BioLORD-2023 Open-Source Biomedical Model - Accurately Generate Valuable Representations of Clinical Sentences and Medical Concepts

Biolord 2023

Developed by FremyCompany

BioLORD-2023 is a sentence transformer model specifically designed for the biomedical domain, generating meaningful representations of clinical sentences and biomedical concepts through innovative pre-training strategies.

Text Embedding

Safetensors

EnglishOpen Source License:Other #Medical Semantic Similarity #Biomedical Concept Embedding #Clinical Text Representation

Downloads 4,649

Release Time : 11/27/2023

Model Overview

This model is based on the sentence-transformers/all-mpnet-base-v2 architecture and fine-tuned on biomedical datasets, making it particularly suitable for processing clinical texts and biomedical concepts.

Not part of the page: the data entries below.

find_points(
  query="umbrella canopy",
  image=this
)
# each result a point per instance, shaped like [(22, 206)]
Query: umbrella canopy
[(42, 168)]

It generates semantic representations that better align with ontology hierarchies by incorporating definitions and knowledge graph information.

Model Features

Biomedical Semantic Representation

Generates semantic representations that better align with ontology hierarchies by incorporating definitions and knowledge graph information.

Multi-Stage Training Strategy

Employs a three-stage training strategy of contrastive learning, self-distillation, and model averaging to optimize performance.

Clinical Text Optimization

Specifically optimized for medical documents such as electronic health records and clinical notes.

Model Capabilities

Biomedical Text Embedding

Clinical Sentence Similarity Calculation

Biomedical Concept Matching

Cross-Modal Semantic Search

Use Cases

Clinical Information Retrieval

Clinical Term Matching

Identifies terms that refer to the same clinical concept despite different expressions.

Accurately recognizes semantic similarities between terms like 'cat scratch disease' and 'bartonellosis'.

Biomedical Research

Literature Knowledge Mining

Extracts and associates relevant concepts from biomedical literature.

🚀 FremyCompany/BioLORD-2023

This model, trained with BioLORD, offers meaningful representations for clinical sentences and biomedical concepts, achieving state-of-the-art results in text similarity.

🚀 Quick Start

This model is designed to map sentences and paragraphs to a 768-dimensional dense vector space, suitable for tasks such as clustering or semantic search, especially in the biomedical domain.

✨ Features

Innovative Training Strategy: BioLORD uses a new pre - training strategy, grounding concept representations with definitions and short descriptions from a multi - relational knowledge graph of biomedical ontologies. This approach produces more semantic concept representations that align with the hierarchical structure of ontologies.
Domain - Specific Fine - Tuning: Fine - tuned on biomedical datasets, it is well - suited for processing medical documents like EHR records and clinical notes.
Multiple Model Variants: Part of the BioLORD - 2023 series, which includes multilingual, distilled, and contrastive - trained models.

📦 Installation

If you want to use this model with sentence - transformers, you need to install it first:

pip install -U sentence-transformers

💻 Usage Examples

Basic Usage (Sentence - Transformers)

from sentence_transformers import SentenceTransformer
sentences = ["Cat scratch injury", "Cat scratch disease", "Bartonellosis"]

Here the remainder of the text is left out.